Kane County reforestation efforts add thousands of new trees
Kane County will have up to 1,500 acres of new wooded areas if the Kane County Forest Preserve District continues to plant trees to restore what once was a more heavily forested part of the state.
"The larger the block of woods, the better it is for wildlife," said Drew Ullberg, the district's director of natural resources. "Though Illinois is the Prairie State, trees are part of the original landscape. About 40 percent of Kane County was wooded pre-settlement times."
The county already has about 3,500 acres of woodlands thanks in large part to massive tree planting efforts to celebrate Earth Day. Staff and volunteers have planted up to 2,000 trees during those events.
Nearly 40,000 trees, most of them oaks, have been installed at the Burnidge, Dick Young, Johnson's Mound and Campton Forest Preserves. Ullberg told forest preserve commissioners Tuesday that oak is the primary tree planted instead of other native trees, such as hickory and walnut, because there is no good commercial outlet for the district to purchase those species of trees at affordable prices.

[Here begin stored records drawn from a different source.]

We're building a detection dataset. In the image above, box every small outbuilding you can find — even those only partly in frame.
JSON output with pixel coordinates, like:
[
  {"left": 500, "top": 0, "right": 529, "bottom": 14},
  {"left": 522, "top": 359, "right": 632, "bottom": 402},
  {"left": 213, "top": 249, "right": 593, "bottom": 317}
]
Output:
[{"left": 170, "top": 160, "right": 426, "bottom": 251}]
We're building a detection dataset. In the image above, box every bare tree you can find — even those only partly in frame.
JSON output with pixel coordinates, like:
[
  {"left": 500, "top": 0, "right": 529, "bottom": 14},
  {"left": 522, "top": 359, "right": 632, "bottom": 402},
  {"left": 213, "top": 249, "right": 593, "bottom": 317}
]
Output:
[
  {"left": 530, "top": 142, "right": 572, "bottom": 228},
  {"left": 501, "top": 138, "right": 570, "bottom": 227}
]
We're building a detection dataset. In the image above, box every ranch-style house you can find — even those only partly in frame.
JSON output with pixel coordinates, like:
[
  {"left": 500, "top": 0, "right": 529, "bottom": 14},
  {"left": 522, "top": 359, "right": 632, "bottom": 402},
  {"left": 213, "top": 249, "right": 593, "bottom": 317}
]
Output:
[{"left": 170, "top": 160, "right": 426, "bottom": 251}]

A majority of the planted trees die, with deer, weather, fire and invasive grass the most common killers. The forest preserve, which aims for a 25 percent survival rate, recently started using a deer repellent concoction of rotten eggs and mint to keep the deer from eating the new trees.
Asked to offer a guess at how much of the county is woodland in 2010, Ullman said he wasn't sure, but that it was certainly far less than the 40 percent that existed before people moved in.
"I don't think that we could ever achieve that 40 percent again," he said.